Cline is a Fulbright scholar, National Geographic Explorer and best-selling author. He co-directed archaeological fieldwork at the biblical Armageddon site Megiddo and is currently co-director of the excavations at the Canaanite palace of Tel Kabri in northern Israel, where Minoan-style wall paintings were found. He has won numerous writing and teaching awards. His book 1177 BC: The Year Civilization Collapsed was considered for a 2015 Pulitzer Prize.

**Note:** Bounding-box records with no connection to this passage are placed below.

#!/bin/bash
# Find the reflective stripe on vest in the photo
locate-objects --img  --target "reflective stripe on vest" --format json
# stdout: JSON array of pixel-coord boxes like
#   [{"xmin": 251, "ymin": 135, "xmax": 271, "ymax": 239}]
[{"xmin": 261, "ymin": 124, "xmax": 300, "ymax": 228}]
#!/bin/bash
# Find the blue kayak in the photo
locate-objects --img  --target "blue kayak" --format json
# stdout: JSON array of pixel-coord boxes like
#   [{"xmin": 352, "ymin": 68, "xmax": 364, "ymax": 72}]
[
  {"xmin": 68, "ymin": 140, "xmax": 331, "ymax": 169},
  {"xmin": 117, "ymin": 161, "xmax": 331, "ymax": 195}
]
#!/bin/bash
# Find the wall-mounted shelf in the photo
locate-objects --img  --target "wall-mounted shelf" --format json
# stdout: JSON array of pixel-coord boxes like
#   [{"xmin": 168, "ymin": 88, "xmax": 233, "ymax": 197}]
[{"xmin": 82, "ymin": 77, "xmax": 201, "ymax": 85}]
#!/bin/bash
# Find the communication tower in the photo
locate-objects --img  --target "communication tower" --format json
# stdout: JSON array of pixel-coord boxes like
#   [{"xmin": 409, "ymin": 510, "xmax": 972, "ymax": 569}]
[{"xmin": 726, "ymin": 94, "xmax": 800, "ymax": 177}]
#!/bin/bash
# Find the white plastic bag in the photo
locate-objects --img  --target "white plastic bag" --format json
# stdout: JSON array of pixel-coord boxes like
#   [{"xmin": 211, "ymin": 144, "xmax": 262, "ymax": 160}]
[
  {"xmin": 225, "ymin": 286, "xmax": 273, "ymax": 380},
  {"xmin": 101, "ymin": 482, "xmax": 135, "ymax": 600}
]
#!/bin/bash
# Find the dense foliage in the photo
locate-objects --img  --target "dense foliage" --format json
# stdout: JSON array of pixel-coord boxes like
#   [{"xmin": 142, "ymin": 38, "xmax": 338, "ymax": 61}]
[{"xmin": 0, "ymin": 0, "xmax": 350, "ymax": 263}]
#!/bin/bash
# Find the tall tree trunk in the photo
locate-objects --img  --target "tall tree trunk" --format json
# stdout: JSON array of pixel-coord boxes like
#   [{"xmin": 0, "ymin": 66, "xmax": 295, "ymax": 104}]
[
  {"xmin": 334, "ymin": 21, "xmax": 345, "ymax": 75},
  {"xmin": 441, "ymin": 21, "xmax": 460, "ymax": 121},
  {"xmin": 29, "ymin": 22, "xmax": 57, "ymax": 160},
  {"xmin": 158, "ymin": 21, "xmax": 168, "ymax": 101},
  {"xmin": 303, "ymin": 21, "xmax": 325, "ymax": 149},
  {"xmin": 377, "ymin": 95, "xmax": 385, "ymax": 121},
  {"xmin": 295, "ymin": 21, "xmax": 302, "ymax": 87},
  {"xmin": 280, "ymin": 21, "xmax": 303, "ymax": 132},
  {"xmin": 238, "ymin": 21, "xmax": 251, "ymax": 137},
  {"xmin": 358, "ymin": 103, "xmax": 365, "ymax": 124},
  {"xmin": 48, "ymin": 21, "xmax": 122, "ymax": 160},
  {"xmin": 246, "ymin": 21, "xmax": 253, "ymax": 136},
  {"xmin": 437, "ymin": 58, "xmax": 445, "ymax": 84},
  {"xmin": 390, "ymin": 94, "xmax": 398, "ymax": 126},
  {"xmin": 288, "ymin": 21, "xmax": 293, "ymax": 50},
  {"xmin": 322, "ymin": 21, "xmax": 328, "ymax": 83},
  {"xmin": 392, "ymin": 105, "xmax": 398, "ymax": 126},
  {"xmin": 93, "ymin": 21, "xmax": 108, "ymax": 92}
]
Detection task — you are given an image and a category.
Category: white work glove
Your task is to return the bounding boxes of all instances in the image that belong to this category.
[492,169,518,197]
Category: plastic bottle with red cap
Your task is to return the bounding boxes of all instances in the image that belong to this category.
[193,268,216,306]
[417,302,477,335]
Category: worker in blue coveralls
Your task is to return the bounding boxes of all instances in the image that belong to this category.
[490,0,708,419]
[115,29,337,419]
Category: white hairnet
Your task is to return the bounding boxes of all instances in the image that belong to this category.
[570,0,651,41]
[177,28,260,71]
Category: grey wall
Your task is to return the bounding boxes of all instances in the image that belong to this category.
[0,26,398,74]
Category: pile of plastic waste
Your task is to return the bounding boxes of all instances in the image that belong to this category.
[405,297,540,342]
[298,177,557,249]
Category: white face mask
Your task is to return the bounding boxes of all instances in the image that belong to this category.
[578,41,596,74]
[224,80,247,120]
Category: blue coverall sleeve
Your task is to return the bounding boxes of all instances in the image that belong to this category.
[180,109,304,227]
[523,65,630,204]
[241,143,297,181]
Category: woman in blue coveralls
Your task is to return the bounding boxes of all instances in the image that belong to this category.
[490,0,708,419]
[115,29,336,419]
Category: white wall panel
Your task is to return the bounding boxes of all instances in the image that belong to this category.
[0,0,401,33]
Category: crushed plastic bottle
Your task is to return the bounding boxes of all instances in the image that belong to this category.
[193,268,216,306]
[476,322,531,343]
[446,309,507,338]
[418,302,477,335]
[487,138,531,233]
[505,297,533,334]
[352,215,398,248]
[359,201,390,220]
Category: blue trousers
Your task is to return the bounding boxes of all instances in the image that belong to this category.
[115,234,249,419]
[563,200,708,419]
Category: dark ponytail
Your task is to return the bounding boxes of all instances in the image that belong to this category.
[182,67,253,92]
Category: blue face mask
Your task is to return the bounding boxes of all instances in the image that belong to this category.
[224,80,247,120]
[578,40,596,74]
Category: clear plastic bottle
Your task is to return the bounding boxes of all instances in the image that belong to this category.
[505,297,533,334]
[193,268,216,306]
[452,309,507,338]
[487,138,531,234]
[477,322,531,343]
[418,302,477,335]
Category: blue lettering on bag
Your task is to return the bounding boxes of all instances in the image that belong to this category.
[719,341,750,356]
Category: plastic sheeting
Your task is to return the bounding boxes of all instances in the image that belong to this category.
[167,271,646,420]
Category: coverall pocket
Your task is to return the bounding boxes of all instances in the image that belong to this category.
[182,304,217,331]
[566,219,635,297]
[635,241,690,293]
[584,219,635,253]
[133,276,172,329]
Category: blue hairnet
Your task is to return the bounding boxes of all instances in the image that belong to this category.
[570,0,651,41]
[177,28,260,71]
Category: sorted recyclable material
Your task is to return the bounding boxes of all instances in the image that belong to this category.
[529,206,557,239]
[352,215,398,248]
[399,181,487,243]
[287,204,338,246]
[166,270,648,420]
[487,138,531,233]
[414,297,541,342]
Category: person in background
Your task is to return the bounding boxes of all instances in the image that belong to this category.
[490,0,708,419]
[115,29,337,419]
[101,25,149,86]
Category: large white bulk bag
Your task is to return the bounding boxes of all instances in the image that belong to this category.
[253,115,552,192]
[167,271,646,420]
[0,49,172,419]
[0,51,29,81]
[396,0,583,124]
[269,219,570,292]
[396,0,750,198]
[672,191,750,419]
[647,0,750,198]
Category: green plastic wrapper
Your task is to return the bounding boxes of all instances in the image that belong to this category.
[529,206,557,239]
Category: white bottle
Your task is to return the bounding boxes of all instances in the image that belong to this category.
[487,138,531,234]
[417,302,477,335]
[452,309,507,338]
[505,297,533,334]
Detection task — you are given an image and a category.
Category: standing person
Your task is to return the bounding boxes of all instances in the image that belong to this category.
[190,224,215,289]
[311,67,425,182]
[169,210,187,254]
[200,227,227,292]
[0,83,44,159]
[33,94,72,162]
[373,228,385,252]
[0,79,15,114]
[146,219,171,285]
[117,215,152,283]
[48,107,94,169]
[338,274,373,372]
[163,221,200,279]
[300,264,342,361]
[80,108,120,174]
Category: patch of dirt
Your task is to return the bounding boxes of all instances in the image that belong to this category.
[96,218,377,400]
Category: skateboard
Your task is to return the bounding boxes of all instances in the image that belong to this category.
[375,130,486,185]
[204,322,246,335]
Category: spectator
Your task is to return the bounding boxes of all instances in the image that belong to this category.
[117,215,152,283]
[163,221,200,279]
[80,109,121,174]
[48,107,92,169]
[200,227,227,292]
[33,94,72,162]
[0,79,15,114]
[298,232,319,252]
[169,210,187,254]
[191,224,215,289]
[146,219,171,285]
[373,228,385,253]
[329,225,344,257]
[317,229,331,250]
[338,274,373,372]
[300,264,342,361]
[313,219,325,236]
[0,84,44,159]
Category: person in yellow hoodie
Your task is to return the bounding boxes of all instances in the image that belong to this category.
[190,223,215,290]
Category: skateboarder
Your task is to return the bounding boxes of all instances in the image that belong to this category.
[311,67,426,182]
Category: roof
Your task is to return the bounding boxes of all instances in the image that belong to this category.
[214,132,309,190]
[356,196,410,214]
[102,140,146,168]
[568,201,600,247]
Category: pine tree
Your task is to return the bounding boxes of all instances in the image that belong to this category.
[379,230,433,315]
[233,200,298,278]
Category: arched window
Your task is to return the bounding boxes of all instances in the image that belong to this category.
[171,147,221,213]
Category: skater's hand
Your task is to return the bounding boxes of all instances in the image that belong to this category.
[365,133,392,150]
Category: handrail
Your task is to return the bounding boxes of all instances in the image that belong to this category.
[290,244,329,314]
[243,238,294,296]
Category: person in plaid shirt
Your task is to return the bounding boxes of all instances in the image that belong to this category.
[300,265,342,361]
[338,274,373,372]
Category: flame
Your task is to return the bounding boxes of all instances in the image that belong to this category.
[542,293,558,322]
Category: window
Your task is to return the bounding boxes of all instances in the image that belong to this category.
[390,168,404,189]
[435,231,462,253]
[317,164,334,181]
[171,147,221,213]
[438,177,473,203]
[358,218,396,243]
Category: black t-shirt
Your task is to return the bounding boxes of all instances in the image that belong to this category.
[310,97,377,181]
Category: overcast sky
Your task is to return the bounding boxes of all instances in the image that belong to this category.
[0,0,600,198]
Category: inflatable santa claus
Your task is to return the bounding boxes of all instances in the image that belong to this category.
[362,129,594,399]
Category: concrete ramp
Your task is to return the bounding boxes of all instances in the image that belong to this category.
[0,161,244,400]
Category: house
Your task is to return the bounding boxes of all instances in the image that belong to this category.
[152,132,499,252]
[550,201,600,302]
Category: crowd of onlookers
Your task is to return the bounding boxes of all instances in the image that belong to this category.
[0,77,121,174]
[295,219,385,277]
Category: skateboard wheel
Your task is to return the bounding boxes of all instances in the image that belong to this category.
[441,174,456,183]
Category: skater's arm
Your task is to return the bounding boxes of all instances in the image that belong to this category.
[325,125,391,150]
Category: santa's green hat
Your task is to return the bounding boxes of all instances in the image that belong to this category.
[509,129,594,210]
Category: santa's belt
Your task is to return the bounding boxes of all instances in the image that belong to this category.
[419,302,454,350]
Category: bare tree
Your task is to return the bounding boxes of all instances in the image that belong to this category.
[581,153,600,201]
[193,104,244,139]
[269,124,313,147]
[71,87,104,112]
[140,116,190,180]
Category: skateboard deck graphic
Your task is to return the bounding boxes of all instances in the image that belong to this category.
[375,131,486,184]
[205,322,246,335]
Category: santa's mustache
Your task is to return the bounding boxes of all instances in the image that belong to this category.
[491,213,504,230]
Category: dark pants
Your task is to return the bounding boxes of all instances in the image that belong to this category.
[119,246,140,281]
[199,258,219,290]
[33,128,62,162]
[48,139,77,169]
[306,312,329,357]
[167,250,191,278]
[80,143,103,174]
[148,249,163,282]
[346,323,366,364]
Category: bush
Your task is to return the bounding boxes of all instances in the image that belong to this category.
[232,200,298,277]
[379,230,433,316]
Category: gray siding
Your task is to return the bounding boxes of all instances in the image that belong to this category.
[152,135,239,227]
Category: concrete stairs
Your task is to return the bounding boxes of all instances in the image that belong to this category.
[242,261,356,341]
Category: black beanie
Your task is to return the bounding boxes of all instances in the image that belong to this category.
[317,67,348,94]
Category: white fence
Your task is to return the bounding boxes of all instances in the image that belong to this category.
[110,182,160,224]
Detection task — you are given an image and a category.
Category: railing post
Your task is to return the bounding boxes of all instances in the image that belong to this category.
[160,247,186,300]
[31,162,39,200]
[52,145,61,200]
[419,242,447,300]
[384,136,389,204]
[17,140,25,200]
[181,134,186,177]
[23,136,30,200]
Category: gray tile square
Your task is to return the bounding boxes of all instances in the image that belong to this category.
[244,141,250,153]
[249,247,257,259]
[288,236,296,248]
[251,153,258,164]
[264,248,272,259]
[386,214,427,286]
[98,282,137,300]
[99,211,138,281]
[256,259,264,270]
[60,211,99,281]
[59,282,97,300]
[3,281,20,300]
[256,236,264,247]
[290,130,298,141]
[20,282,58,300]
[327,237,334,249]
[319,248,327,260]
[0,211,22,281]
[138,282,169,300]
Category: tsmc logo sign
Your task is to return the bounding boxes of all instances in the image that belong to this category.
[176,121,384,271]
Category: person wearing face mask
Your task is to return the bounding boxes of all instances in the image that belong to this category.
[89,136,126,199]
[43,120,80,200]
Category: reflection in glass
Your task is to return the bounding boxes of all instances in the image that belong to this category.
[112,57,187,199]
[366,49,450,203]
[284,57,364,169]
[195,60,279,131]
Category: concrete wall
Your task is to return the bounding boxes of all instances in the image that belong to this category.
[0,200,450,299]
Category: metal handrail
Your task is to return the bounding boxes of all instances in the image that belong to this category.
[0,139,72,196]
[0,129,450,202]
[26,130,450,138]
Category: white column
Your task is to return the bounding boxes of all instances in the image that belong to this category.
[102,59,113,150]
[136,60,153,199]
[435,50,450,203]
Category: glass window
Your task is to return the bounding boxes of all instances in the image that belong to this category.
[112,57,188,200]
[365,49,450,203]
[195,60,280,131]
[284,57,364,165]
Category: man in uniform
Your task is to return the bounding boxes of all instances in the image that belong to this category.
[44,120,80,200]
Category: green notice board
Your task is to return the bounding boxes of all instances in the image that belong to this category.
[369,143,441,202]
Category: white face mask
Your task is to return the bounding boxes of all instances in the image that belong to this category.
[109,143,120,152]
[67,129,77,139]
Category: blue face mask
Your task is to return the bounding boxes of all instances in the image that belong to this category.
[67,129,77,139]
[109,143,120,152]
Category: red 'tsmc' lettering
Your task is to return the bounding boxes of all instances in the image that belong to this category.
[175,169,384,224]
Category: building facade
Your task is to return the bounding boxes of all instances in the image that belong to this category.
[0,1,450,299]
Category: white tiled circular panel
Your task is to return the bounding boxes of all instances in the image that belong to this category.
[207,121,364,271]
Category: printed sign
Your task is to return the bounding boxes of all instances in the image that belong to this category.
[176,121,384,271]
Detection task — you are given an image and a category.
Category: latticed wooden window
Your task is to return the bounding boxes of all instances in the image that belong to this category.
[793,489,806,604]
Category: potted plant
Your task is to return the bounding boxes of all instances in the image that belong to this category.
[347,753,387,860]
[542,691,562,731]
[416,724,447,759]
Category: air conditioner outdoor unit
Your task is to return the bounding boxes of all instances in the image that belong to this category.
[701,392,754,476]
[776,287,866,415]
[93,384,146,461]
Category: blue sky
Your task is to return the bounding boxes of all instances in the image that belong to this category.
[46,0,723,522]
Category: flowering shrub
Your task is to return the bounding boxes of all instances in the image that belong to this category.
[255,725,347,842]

Cline is one of eight archaeology lecturers who will be speaking this year. The remaining lectures will take place at 7:30 p.m. in the McClung Museum. Speakers are:

October 13—W.Y. Adams, emeritus professor of anthropology, University of Kentucky, “Nubia in Global Perspective.”

October 27—Gwyn Davies, associate professor of history, Florida International University, “The Late Roman Fort at Yotvata, Israel.”

November 10—Anne Chapin, associate professor of art history and archaeology, Brevard College, “Dressed to Impress: Art and Haute Couture in the Aegean Bronze Age.”

January 19—Tim Baumann, research associate professor and curator of archaeology, McClung Museum, University of Tennessee, Knoxville, “Painting in the Shadows: Prehistoric Negative Painted Pottery in Tennessee and the Eastern Woodlands.”

February 16—Charles Finney, Cave Research Foundation, “Cave of Remembered Dreams: Recording Cultural Resources in the Cumberland Gap Cave System.”

March 8—John H. Oakley, chancellor professor and Forrest D. Murden Jr. Professor, College of William and Mary, lecture on Greek archaeology, title to be announced.

April 5—James J. Aimers, associate professor of anthropology, State University of New York, Geneseo, “Recent Research on the Maya Collapse.”